El apilado, el truco que es como hacer trampa
La verdadera magia, si quieres una calidad cercana a la que logran los aficionados con equipo mucho más caro, es el apilado. El principio: toma muchas exposiciones cortas del mismo trozo de cielo y luego usa un programa para alinearlas y sumarlas. La señal (las estrellas reales) se suma de forma lineal, mientras que el ruido (la aleatoriedad del sensor) se suma como una raíz cuadrada. El resultado de apilar 20 exposiciones de 20 segundos se acerca más a una sola exposición de 400 segundos que a una de 20 segundos, con mucho menos ruido.
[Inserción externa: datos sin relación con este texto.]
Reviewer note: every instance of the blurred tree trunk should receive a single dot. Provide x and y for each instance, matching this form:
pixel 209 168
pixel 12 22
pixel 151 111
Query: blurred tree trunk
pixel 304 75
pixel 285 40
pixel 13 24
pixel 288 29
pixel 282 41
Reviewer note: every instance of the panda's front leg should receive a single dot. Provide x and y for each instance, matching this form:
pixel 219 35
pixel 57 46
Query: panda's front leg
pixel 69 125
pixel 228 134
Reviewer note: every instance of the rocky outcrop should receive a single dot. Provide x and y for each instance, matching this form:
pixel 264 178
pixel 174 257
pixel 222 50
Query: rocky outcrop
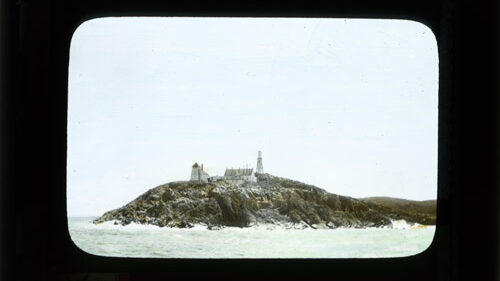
pixel 270 200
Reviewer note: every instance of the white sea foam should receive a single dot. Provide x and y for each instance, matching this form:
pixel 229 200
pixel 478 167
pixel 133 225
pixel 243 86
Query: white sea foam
pixel 259 241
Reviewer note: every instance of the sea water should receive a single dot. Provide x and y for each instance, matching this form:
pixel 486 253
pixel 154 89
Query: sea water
pixel 135 240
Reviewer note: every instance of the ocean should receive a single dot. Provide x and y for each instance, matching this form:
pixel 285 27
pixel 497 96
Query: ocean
pixel 265 241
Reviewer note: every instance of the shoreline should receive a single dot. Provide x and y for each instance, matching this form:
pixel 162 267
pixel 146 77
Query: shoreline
pixel 396 224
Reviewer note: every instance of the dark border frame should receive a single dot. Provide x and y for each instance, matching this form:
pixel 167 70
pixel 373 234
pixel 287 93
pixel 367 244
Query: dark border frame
pixel 36 111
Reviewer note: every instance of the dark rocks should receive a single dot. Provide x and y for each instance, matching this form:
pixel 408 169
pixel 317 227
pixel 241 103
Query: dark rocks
pixel 271 200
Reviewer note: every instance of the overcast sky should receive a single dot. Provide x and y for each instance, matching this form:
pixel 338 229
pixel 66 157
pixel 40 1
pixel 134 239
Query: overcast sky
pixel 350 106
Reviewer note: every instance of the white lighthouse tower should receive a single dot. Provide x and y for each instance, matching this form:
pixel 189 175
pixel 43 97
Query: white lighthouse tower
pixel 260 168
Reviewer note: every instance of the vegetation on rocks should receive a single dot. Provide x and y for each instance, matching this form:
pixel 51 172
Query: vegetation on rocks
pixel 270 200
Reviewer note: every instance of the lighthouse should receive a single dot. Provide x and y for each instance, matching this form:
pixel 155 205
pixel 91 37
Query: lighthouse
pixel 260 168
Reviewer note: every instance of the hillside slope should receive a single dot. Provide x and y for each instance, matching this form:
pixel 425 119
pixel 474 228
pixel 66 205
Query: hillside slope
pixel 271 200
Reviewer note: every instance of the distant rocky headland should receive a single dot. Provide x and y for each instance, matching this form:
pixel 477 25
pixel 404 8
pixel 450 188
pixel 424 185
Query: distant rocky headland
pixel 266 200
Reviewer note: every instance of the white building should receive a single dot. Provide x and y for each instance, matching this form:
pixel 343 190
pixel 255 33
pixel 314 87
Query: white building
pixel 239 175
pixel 236 176
pixel 197 174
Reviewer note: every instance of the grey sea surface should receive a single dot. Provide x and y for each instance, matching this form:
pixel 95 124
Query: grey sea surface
pixel 134 240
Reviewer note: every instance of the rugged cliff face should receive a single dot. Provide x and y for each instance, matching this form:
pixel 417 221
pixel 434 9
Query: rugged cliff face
pixel 270 200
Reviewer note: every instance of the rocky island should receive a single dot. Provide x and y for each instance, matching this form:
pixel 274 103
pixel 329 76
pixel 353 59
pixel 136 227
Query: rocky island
pixel 266 200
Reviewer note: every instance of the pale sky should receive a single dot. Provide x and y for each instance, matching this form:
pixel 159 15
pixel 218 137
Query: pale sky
pixel 348 105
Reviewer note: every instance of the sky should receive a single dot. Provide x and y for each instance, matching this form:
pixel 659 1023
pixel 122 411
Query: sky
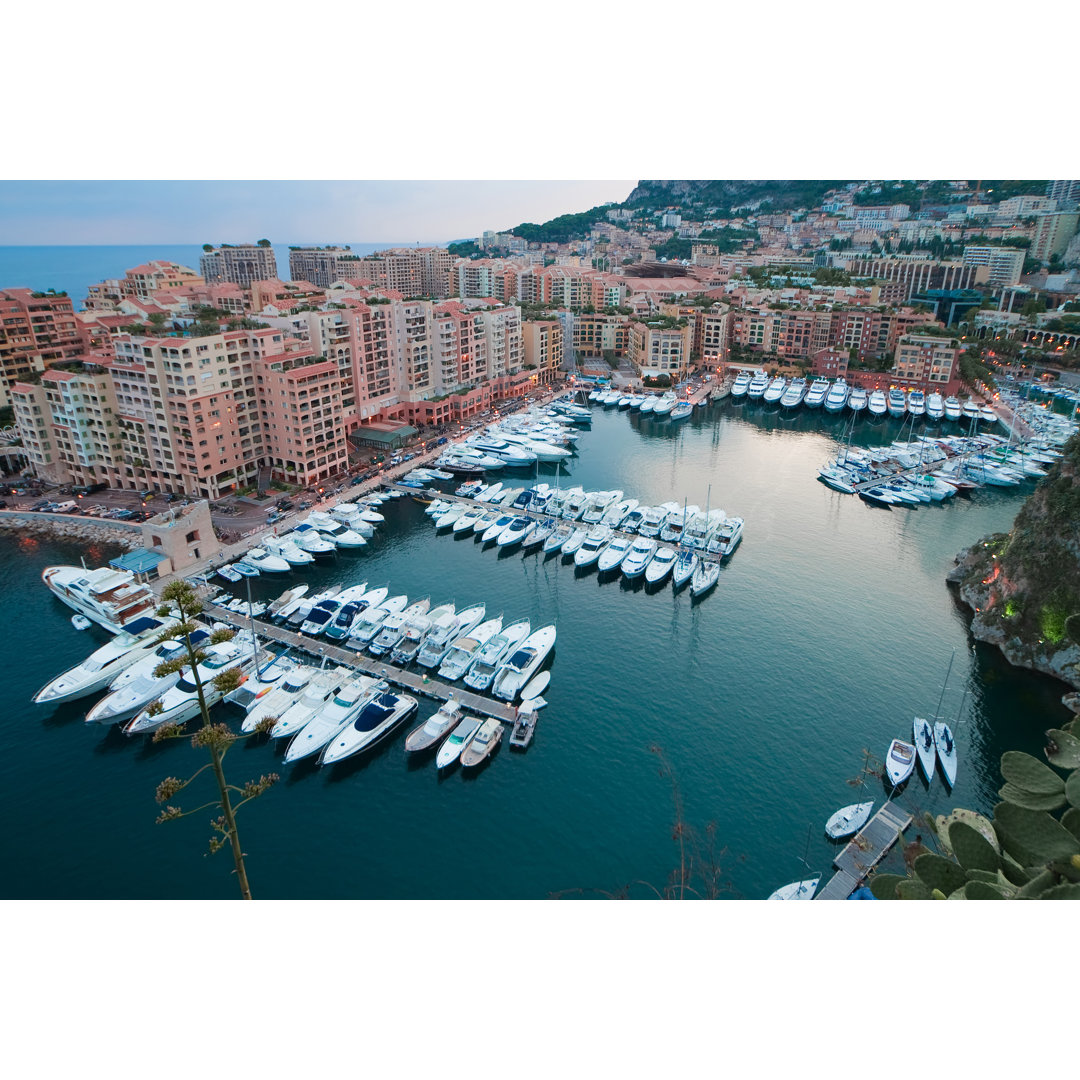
pixel 197 212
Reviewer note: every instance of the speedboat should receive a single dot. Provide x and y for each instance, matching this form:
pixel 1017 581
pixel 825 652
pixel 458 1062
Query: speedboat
pixel 660 566
pixel 683 570
pixel 848 820
pixel 434 728
pixel 488 658
pixel 638 556
pixel 482 744
pixel 705 575
pixel 375 721
pixel 460 738
pixel 795 393
pixel 265 562
pixel 613 554
pixel 945 745
pixel 338 711
pixel 320 687
pixel 464 648
pixel 797 890
pixel 523 663
pixel 922 736
pixel 837 396
pixel 774 390
pixel 594 542
pixel 740 386
pixel 817 393
pixel 443 634
pixel 899 761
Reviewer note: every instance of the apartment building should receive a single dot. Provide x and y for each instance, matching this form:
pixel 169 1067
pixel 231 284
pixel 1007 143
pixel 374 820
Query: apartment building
pixel 1003 265
pixel 241 264
pixel 36 329
pixel 542 342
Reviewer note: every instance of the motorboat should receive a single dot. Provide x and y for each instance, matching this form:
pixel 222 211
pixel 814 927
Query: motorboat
pixel 837 396
pixel 487 659
pixel 900 761
pixel 415 631
pixel 847 821
pixel 464 648
pixel 435 727
pixel 442 635
pixel 818 393
pixel 523 663
pixel 103 665
pixel 482 744
pixel 180 702
pixel 376 720
pixel 757 385
pixel 741 385
pixel 459 739
pixel 137 686
pixel 612 555
pixel 337 711
pixel 638 556
pixel 111 598
pixel 660 566
pixel 704 577
pixel 795 393
pixel 321 686
pixel 922 736
pixel 945 746
pixel 590 550
pixel 686 563
pixel 265 562
pixel 774 391
pixel 797 890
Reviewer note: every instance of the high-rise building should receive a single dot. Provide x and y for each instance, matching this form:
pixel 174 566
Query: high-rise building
pixel 241 264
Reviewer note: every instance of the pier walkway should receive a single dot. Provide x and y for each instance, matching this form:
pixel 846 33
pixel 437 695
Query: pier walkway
pixel 864 851
pixel 409 680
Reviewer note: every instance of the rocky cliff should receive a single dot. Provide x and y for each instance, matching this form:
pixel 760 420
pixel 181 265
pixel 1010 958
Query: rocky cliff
pixel 1024 586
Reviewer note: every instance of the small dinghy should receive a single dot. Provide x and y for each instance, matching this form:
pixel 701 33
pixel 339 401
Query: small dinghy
pixel 945 746
pixel 900 761
pixel 797 890
pixel 849 820
pixel 923 738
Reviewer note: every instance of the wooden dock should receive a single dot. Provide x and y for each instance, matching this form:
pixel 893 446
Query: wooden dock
pixel 409 680
pixel 864 851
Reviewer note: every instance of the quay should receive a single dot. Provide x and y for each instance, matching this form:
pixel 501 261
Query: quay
pixel 864 851
pixel 409 680
pixel 426 494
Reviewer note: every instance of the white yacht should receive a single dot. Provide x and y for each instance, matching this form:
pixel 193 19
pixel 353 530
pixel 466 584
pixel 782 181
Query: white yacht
pixel 375 721
pixel 104 664
pixel 487 659
pixel 523 663
pixel 464 648
pixel 111 598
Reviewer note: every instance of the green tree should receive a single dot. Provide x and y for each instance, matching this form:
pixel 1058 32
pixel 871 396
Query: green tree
pixel 178 596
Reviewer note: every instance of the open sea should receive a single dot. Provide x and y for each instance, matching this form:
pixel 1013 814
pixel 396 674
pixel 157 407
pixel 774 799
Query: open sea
pixel 831 626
Hay programas gratuitos que hacen el trabajo pesado. DeepSkyStacker para Windows, Siril multiplataforma o Sequator para una alineación más sencilla. Toma de 20 a 50 exposiciones del mismo trozo de cielo, vuélcalas y deja que el programa trabaje. La primera vez que veas un resultado apilado te preguntarás cómo el mismo móvil pudo producir imágenes tan distintas.
El modo astro del Pixel hace esto internamente, por eso los resultados del Pixel se ven tan bien: está haciendo 4 minutos de apilado automáticamente, dentro de la app de la cámara, sin que tú lo sepas.
Un último consejo
La cámara no necesita que tus ojos estén adaptados a la oscuridad. Pero tú sí. Después de 20 o 30 minutos afuera sin mirar ninguna luz blanca, puedes ver mucho más detalle del cielo que en el minuto cero, lo que significa que compones mejores fotos porque de verdad sabes qué hay en tu encuadre. Vale la pena esperar.